La burbuja
Érase una vez que se era un reino en el que
todo era posible, se llamaba Vida. En ese reino, en una familia acomodada,
entre algodones y cucharas de plata nació una niña llamada Gabriela. Gabi, como
era llamada cariñosamente, se crió en los mejores colegios, el chofer
la traía y llevaba, la cocinera preparaba la comida y su criada recogía todo lo
que dejaba regado por el suelo. No le faltó de nada y sus padres le pagaban
todos los caprichos. Nunca tuvo que esforzarse por nada porque todo se lo
dieron hecho.
Como niña bien, hizo
un casamiento acorde con su estatus, con un acaudalado abogado miembro de una
familia con muchos apellidos encadenados, una de esas estirpes que es necesario
tomar un vaso de agua tras enunciar todos los nombres y apellidos.
Una casa grande y
preciosa, un par de críos, cruceros, safaris... La vida tenía color de rosa, como en la canción de Edith Piaf.
Entonces ocurrió lo
impensable, el negocio de papá se fue al garete y en desesperación por sus
deudas acumuladas, su progenitor se voló los sesos con su escopeta de caza; mamá perdió la cabeza tras el suicidio y al poco
tiempo también se le fue para el otro barrio.
Su matrimonio que tenía la pantalla
exterior de ser la pareja ideal, en el fondo no iba bien y ella sospechaba de
todas las infidelidades, pero mientras la tarjeta platino circulara en un río
de oro, hacía la vista gorda por el «qué dirán», no quería ni pensar lo que sus
amigas del club de campo pudieran decir si se le pasara por la cabeza plantearse
un divorcio, sabía que le echarían la culpa a ella, fuera ella el problema o
no.
Al final fue él quien pidió el
divorcio, la familia de Gabriela estaba estigmatizada por la pérdida de capital
y el suicidio, y Ricardo ansiaba la libertad de poder saltar de cama en cama
sin compromisos ni tapujos.
Como buen abogado que era, uso todas
las triquiñuelas posibles para dejarla con una mano delante y otra atrás,
conseguir la custodia de los niños y quedarse con casi todo.

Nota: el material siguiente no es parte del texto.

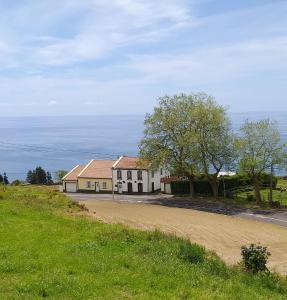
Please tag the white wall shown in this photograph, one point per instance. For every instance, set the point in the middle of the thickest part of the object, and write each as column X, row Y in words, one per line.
column 147, row 180
column 134, row 181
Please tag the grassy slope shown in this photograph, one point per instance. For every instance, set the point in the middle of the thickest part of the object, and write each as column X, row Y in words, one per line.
column 277, row 195
column 47, row 252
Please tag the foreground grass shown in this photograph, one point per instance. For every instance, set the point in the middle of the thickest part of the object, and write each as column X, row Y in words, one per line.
column 48, row 251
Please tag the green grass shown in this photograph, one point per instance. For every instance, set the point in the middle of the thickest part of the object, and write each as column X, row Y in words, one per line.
column 277, row 196
column 47, row 250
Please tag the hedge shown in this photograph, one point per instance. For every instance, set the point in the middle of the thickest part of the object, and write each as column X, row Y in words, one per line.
column 232, row 183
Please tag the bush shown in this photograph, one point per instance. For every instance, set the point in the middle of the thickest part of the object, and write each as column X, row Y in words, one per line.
column 16, row 182
column 250, row 198
column 192, row 253
column 231, row 183
column 255, row 258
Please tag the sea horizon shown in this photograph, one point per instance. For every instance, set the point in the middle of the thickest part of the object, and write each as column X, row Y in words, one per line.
column 61, row 142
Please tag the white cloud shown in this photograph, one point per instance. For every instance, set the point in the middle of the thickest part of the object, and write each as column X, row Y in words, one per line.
column 215, row 63
column 99, row 27
column 52, row 102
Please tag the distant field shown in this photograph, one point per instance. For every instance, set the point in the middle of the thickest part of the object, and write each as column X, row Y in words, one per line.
column 277, row 195
column 48, row 250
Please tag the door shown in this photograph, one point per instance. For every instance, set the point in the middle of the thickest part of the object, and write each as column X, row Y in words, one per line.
column 130, row 187
column 140, row 187
column 71, row 187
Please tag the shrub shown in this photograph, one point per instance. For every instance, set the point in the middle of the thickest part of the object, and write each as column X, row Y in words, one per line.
column 250, row 198
column 255, row 258
column 16, row 182
column 191, row 253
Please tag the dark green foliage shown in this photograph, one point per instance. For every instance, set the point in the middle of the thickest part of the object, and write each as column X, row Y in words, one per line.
column 49, row 178
column 232, row 184
column 16, row 182
column 255, row 258
column 191, row 253
column 60, row 174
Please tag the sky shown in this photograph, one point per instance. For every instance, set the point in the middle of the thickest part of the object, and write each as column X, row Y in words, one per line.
column 90, row 57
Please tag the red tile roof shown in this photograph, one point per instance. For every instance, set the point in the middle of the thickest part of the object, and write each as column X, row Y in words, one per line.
column 101, row 169
column 126, row 162
column 73, row 174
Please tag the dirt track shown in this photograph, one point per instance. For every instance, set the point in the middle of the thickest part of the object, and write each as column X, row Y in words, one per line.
column 223, row 234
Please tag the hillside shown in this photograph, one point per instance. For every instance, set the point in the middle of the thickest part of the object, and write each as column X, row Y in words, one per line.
column 47, row 249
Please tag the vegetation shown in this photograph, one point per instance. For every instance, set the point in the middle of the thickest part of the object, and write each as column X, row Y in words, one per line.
column 190, row 135
column 255, row 258
column 60, row 174
column 168, row 137
column 4, row 179
column 279, row 195
column 261, row 149
column 49, row 250
column 39, row 176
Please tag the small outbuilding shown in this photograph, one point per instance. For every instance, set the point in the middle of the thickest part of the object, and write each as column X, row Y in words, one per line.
column 70, row 181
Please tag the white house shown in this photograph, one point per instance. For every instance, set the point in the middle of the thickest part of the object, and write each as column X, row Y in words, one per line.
column 129, row 177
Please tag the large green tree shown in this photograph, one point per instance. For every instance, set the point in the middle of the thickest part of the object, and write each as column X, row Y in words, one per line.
column 168, row 137
column 214, row 138
column 261, row 150
column 60, row 174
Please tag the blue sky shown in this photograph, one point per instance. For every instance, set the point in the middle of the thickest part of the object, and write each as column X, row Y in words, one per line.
column 82, row 57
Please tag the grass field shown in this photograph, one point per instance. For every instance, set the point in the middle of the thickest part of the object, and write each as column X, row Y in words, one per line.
column 48, row 250
column 277, row 196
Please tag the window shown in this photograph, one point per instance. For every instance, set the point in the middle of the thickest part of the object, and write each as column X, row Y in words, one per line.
column 129, row 175
column 140, row 175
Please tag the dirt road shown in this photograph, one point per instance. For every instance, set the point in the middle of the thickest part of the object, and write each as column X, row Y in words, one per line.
column 223, row 234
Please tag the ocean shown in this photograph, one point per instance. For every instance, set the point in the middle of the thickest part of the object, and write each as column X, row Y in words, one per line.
column 62, row 142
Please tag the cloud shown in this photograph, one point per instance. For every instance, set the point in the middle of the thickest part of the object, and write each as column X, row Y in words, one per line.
column 93, row 29
column 52, row 102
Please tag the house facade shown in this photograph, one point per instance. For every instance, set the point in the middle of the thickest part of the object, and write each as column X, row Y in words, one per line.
column 124, row 175
column 129, row 177
column 70, row 181
column 96, row 176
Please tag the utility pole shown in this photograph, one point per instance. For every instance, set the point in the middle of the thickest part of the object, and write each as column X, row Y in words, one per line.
column 224, row 192
column 113, row 191
column 271, row 183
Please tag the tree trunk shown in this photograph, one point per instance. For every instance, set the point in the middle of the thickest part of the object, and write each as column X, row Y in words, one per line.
column 257, row 190
column 191, row 187
column 214, row 185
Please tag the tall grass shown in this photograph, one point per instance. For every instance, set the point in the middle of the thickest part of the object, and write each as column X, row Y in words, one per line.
column 47, row 252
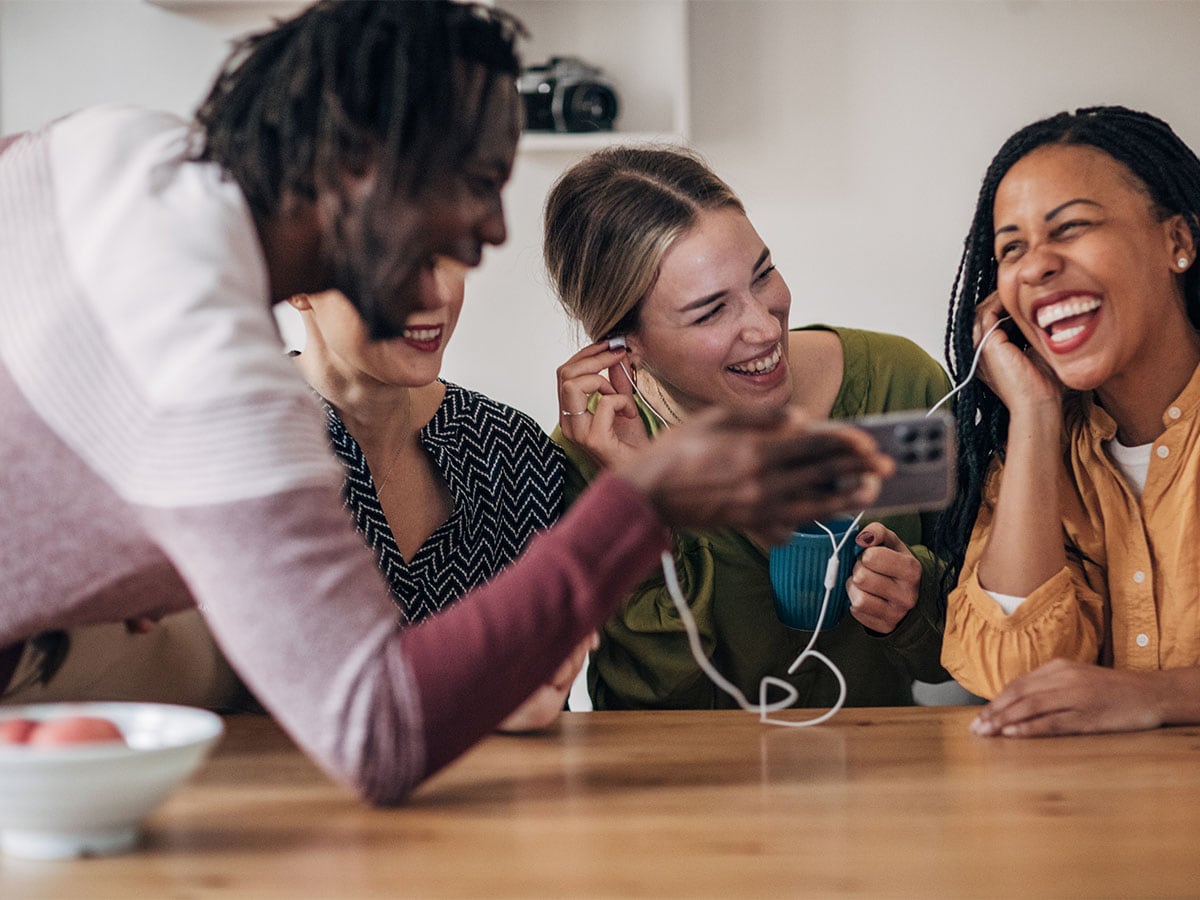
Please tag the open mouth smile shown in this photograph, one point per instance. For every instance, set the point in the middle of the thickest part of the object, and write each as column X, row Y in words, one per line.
column 1066, row 319
column 763, row 365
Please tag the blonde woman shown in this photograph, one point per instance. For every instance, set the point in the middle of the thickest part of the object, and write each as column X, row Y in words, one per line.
column 651, row 245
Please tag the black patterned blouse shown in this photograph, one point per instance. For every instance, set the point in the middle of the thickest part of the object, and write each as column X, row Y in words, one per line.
column 505, row 480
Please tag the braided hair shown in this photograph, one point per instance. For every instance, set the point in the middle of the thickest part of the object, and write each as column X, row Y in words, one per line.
column 349, row 88
column 1164, row 168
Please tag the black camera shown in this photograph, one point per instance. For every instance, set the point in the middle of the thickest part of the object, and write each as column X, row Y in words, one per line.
column 567, row 95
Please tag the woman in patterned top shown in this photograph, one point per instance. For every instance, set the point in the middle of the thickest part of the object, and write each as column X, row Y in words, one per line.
column 447, row 486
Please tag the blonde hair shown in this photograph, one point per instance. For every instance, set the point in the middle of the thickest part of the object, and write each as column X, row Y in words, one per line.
column 609, row 221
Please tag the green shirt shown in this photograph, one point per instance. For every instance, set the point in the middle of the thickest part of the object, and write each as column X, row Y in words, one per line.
column 643, row 660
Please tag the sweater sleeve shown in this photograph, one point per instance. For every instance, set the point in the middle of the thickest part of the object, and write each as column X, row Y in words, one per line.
column 298, row 605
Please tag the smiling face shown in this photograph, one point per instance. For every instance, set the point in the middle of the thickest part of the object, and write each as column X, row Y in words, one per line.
column 339, row 348
column 382, row 245
column 1086, row 268
column 713, row 329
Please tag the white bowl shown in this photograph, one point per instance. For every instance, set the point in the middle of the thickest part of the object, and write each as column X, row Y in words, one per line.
column 89, row 799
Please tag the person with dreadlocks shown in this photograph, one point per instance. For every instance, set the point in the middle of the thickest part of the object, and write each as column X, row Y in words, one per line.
column 160, row 451
column 1078, row 599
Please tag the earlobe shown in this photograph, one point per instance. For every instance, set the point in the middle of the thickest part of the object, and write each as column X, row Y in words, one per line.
column 1182, row 245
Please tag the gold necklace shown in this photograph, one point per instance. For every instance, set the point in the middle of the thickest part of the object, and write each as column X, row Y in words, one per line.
column 658, row 389
column 387, row 475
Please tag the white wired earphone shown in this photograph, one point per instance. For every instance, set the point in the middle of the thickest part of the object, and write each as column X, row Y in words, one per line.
column 831, row 581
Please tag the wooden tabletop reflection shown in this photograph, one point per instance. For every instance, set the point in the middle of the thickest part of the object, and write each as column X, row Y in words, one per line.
column 875, row 803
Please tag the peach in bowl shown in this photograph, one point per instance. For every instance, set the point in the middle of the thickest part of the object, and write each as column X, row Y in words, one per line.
column 78, row 779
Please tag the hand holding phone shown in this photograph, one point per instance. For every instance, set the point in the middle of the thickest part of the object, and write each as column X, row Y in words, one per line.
column 924, row 448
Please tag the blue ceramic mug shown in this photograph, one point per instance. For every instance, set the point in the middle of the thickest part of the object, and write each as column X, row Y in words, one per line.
column 797, row 574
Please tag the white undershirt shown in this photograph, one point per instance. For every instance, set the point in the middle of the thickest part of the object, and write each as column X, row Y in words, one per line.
column 1133, row 462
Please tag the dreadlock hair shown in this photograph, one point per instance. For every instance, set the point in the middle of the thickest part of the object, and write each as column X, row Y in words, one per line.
column 346, row 88
column 1169, row 174
column 345, row 84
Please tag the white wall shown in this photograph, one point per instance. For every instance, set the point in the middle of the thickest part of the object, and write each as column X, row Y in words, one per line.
column 856, row 132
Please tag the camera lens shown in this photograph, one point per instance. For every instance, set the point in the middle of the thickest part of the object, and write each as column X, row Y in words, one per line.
column 589, row 107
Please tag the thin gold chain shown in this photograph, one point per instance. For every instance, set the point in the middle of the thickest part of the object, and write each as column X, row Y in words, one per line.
column 658, row 389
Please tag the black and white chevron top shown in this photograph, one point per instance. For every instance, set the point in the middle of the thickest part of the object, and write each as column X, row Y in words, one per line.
column 505, row 480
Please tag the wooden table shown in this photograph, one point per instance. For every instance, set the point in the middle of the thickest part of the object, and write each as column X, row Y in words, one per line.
column 875, row 803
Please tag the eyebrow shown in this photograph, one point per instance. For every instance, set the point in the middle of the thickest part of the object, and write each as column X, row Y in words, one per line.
column 706, row 300
column 1051, row 214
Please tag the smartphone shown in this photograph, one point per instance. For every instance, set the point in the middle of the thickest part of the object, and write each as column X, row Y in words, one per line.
column 924, row 449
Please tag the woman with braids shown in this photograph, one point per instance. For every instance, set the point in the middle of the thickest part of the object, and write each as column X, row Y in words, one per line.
column 1078, row 603
column 648, row 243
column 161, row 453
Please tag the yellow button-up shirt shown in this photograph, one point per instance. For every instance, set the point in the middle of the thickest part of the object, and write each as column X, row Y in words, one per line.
column 1129, row 594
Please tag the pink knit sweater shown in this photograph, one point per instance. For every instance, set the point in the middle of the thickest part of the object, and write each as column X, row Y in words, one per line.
column 159, row 451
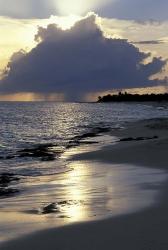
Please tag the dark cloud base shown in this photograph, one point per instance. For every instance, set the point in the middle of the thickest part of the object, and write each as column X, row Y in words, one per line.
column 79, row 61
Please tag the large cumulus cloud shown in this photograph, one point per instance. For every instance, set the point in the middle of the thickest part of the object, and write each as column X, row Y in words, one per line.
column 78, row 61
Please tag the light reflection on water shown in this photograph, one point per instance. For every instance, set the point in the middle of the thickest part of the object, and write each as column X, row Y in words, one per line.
column 92, row 190
column 88, row 190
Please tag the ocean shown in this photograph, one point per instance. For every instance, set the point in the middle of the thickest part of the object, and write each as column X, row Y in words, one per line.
column 40, row 187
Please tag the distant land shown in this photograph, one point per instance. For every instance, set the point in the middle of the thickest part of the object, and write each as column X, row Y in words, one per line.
column 126, row 97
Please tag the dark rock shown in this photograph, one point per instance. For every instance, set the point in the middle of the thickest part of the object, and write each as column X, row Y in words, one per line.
column 7, row 192
column 138, row 138
column 7, row 178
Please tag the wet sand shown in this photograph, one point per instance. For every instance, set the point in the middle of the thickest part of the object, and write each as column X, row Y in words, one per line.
column 145, row 230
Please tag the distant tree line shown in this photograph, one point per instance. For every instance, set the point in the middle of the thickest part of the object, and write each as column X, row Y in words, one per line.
column 126, row 97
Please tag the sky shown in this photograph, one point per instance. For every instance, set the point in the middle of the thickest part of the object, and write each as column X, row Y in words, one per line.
column 75, row 50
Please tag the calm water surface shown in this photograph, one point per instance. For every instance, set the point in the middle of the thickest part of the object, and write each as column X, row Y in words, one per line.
column 52, row 192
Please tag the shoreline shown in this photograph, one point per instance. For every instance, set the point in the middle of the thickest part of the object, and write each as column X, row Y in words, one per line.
column 146, row 229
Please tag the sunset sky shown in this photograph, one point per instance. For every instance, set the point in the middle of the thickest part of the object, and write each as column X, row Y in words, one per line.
column 77, row 49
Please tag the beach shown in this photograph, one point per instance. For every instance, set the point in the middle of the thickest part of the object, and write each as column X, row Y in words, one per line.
column 144, row 144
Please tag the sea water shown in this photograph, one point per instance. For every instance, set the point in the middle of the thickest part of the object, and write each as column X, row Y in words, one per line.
column 41, row 188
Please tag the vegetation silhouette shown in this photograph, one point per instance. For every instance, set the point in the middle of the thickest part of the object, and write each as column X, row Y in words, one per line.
column 126, row 97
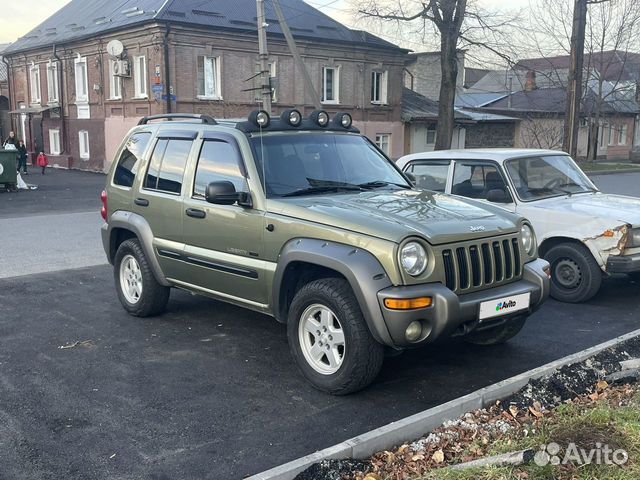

Así Gabriela, huérfana, abandonada, y
sin un duro tuvo un brutal encuentro con la realidad. Nunca había trabajado en
su vida, no terminó la carrera y se vio sin oficio ni beneficio. Consiguió un
empleo mal pagado trabajando de sol a sol. Supo lo que era pasar hambre, no
llegar a fin de mes, tener que ahorrar por tres meses para comprarse unos
zapatos de saldo, estar adeudada y no dormir por las preocupaciones.
La burbuja del mundo irreal en el que
vivía explotó y supo porqué el reino en el que vivía se llamaba Vida.